The most common definition of data quality is that it is data that is “fit for purpose”.

quality data means data that is fit for purpose

In this series of thought-provoking posts, Henrik Liliendahl Sørensen raises questions about this definition.

  1. The Principle of “Fit for Purpose”
    1. Building a House Analogy
    2. Balancing Cost-Effectiveness and Necessity
  2. A Value-Driven Approach to Data Management
  3. The Subjectivity of Data Quality
  4. Conclusion

While acknowledging the importance of data being suitable for its intended use, Henrik expresses concerns about the adaptability of such data for multiple purposes over time.

He suggests that, at a certain point, it becomes more cost-effective to model the real-world object itself rather than continuously adapting the data to meet new requirements.

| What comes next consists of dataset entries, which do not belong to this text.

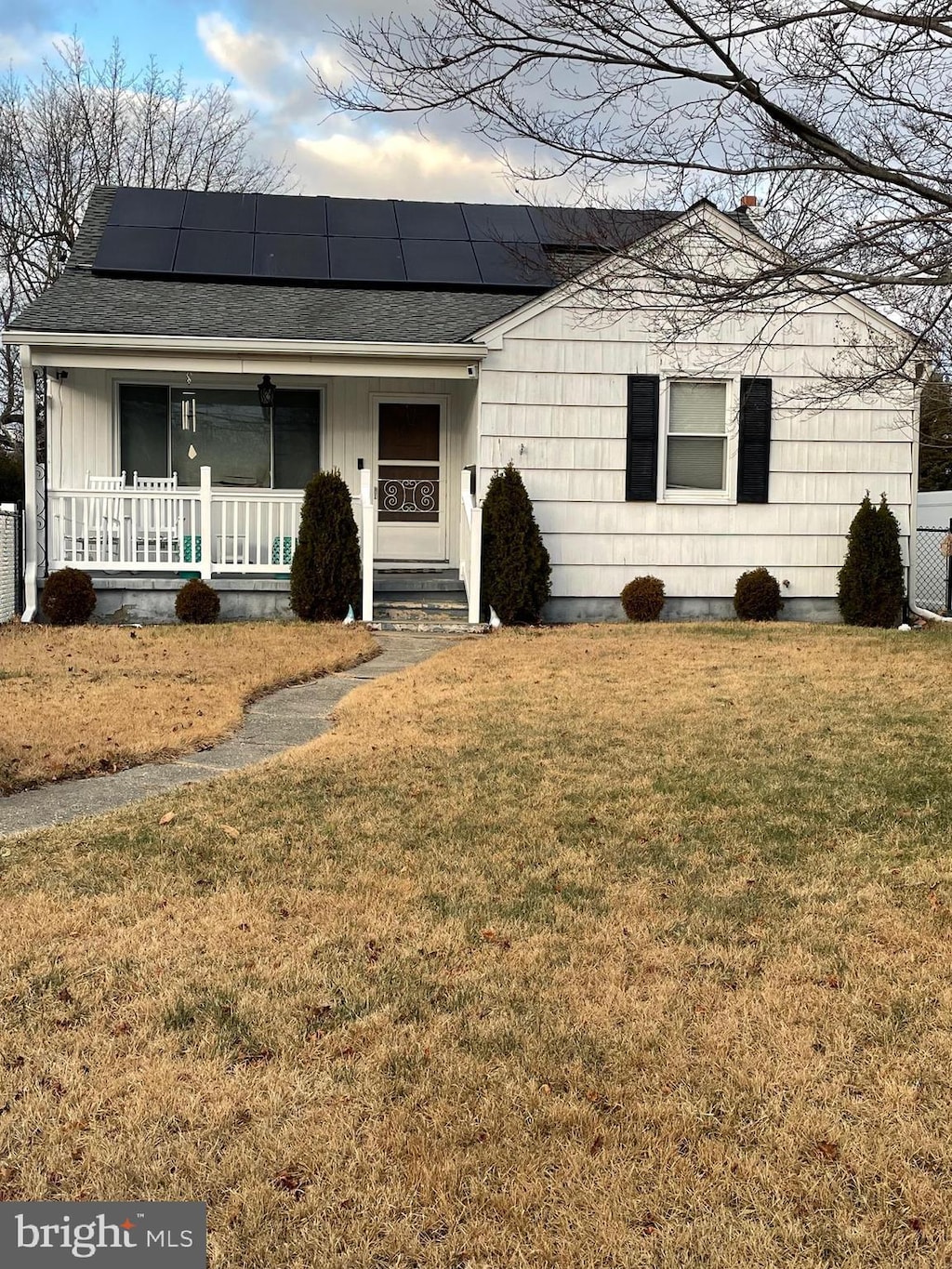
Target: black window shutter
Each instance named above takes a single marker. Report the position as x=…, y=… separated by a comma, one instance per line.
x=754, y=456
x=641, y=455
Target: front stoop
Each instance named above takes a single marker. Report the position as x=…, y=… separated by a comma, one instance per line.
x=421, y=599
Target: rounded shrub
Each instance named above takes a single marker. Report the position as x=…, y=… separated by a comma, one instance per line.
x=642, y=599
x=197, y=603
x=516, y=566
x=69, y=597
x=757, y=597
x=871, y=581
x=325, y=570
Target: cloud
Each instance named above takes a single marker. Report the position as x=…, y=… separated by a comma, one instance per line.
x=24, y=45
x=398, y=165
x=253, y=59
x=333, y=155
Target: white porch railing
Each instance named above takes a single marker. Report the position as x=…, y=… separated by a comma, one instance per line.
x=209, y=531
x=469, y=546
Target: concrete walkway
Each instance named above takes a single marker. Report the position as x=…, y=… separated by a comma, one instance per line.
x=288, y=717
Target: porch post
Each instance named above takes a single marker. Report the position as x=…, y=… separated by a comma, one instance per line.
x=475, y=579
x=30, y=485
x=205, y=522
x=365, y=546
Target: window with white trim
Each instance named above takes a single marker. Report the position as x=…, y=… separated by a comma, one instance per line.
x=695, y=447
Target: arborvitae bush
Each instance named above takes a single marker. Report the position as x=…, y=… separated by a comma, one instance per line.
x=642, y=599
x=69, y=597
x=757, y=597
x=516, y=566
x=197, y=603
x=325, y=573
x=871, y=581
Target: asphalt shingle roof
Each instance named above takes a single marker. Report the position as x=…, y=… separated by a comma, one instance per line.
x=87, y=302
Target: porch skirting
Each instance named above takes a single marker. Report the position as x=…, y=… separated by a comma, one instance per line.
x=567, y=609
x=152, y=601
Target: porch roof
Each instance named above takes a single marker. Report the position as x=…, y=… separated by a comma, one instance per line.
x=82, y=302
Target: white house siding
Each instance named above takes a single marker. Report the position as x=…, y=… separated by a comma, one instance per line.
x=553, y=402
x=83, y=428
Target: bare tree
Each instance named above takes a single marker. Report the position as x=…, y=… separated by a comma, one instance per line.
x=82, y=125
x=836, y=114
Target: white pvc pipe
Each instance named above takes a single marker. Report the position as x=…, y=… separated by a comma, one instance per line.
x=30, y=485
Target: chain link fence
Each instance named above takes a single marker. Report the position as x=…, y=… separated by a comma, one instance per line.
x=933, y=563
x=10, y=562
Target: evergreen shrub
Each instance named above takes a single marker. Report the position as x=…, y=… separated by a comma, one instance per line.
x=325, y=571
x=642, y=599
x=69, y=597
x=871, y=581
x=197, y=603
x=516, y=565
x=757, y=597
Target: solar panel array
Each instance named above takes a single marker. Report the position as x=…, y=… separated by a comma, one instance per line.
x=346, y=240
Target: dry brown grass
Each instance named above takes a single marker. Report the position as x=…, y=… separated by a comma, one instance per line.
x=94, y=698
x=588, y=948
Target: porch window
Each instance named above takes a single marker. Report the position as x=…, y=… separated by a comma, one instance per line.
x=165, y=430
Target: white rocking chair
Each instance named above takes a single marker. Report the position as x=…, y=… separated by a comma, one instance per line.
x=99, y=538
x=159, y=535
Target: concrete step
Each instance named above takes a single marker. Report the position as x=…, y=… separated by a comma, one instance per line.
x=428, y=627
x=440, y=581
x=420, y=612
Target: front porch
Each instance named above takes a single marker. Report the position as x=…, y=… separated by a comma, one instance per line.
x=139, y=545
x=165, y=462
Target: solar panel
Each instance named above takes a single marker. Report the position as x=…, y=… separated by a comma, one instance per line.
x=489, y=222
x=231, y=212
x=441, y=261
x=159, y=208
x=285, y=214
x=365, y=260
x=361, y=218
x=134, y=249
x=430, y=221
x=511, y=264
x=285, y=256
x=205, y=251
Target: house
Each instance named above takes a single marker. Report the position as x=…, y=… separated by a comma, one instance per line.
x=204, y=353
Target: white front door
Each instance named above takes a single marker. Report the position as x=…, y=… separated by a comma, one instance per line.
x=410, y=487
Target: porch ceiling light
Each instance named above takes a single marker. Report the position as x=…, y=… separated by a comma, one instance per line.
x=266, y=392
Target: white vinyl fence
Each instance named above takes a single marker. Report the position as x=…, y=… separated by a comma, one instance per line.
x=10, y=562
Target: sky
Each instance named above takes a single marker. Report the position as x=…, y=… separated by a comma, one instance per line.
x=261, y=47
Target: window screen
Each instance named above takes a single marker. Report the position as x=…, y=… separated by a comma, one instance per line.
x=697, y=442
x=242, y=442
x=143, y=430
x=298, y=453
x=232, y=435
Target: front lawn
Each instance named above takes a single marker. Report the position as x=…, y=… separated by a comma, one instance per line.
x=577, y=948
x=94, y=698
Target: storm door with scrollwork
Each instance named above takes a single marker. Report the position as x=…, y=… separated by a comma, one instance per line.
x=410, y=523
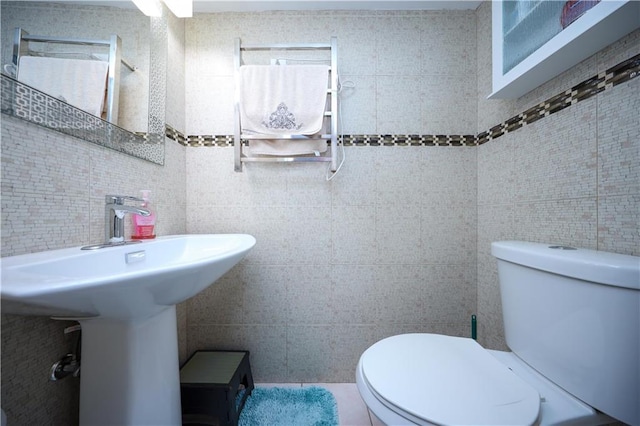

The Principle of “Fit for Purpose”

“Fit for purpose” is a legal term that signifies something is sufficiently capable of fulfilling its intended function. This principle of being “good enough” plays a crucial role in our approach to data management by value. Over-engineering a solution is neither practical nor cost-effective.

Building a House Analogy

To illustrate the concept further, let’s consider building a house.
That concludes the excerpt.